Hoping to learn more, I located the book YOUROWQUAINS by Bill Bland in our local library, and dove in. It is a well-written story of the life of this little girl who would become a Wyandot Indian Queen. Caty's Father died never knowing what happened to his little girl - her Mother lived long enough to learn that she was alive, and where she was, through a strange coincidence of Caty's Brother finding her in Kansas 56 years after her disappearance from Elk Creek.

An interesting side-story involves the Christianization of the Wyandot Indians in what has been acknowledged as the first officially recognized Methodist Church Mission in America. For details, see the book.

JohnC
BTW, I ordered a "good condition" used copy of this book for my permanent collection through an Amazon 3rd-party supplier; however, the book had not arrived within Amazon.com period for filing for refund.

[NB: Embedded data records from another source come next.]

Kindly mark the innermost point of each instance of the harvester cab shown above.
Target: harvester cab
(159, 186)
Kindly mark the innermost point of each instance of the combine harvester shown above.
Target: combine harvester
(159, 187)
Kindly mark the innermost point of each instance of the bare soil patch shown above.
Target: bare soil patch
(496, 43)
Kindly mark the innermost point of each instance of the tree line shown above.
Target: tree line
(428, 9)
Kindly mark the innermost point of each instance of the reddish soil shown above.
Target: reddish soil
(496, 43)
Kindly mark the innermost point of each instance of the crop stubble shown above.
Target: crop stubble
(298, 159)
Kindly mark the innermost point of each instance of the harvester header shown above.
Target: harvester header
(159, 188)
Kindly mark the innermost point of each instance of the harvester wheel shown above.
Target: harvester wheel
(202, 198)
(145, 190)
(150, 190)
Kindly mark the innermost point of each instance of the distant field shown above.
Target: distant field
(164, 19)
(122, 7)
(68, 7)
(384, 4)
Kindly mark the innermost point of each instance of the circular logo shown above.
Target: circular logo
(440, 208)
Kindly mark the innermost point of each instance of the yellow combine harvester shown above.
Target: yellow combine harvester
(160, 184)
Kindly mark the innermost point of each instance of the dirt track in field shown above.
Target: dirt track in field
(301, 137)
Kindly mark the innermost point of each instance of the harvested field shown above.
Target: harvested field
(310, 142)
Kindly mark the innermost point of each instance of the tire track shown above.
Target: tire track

I regret that I had to cancel order and request refund. I should have read the supplier's recent" feedback" before ordering, as I believe it would have put me on notice of possible trouble with the order. I will order this book from a different vendor, and will definitely look at their "feedback" record from other Amazon customers.
LATEST NEWS: Received Amazon refund, NO PROBLEM, then ordered again from collegehillbooks and received a good, clean, like-new copy of YOUROWQUAINS in three days! Thank You Very Much!